Zhang Jia-Yi, Li Ding, Hu Guo-Jie
Institute of Integrated Medicine, Qingdao Medical College of Qingdao University, Qingdao University, Qingdao, Shandong, China.
Department of Traditional Chinese Medicine, The Affiliated Hospital of Qingdao University, Qingdao, Shandong, China.
Discov Oncol. 2025 May 8;16(1):688. doi: 10.1007/s12672-025-02453-y.
To construct a machine learning (ML) model to predict the progression of chronic atrophic gastritis (CAG) to gastric cancer (GC), given its precancerous significance.
Using medical records from the Affiliated Hospital of Qingdao University, common laboratory indicators were extracted. LASSO regression identified 10 core risk factors, which were further analyzed using binary logistic regression to develop a nomogram model in R. The model's performance was evaluated using receiver operating characteristic (ROC) curves, the concordance index (C-index), calibration curves, and decision curve analysis (DCA).

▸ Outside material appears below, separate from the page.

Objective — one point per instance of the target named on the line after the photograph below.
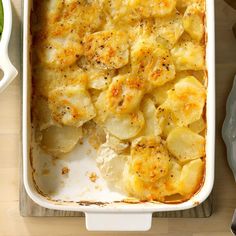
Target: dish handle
(118, 221)
(8, 69)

The model showed excellent performance, with a C-index of 0.887. The key factors included sex, coagulation, blood cell indexes, and blood lipid levels. The ROC areas were 0.892 (quantitative) and 0.853 (qualitative), confirming model reliability.
A new nomogram model for assessing GC risk in CAG patients was successfully developed. However, due to data collection and time limitations, future studies should expand the sample size, perfect the validation process, and optimize the model to achieve more accurate risk prediction.
鉴于慢性萎缩性胃炎(CAG)的癌前意义,构建一个机器学习(ML)模型来预测其向胃癌(GC)的进展。
利用青岛大学附属医院的病历,提取常见实验室指标。LASSO回归确定了10个核心危险因素,进一步使用二元逻辑回归在R中开发列线图模型。使用受试者工作特征(ROC)曲线、一致性指数(C指数)、校准曲线和决策曲线分析(DCA)评估模型性能。
该模型表现出色,C指数为0.887。关键因素包括性别、凝血、血细胞指标和血脂水平。ROC曲线下面积分别为0.892(定量)和0.853(定性),证实了模型的可靠性。
成功开发了一种用于评估CAG患者GC风险的新列线图模型。然而,由于数据收集和时间限制,未来研究应扩大样本量,完善验证过程,并优化模型以实现更准确的风险预测。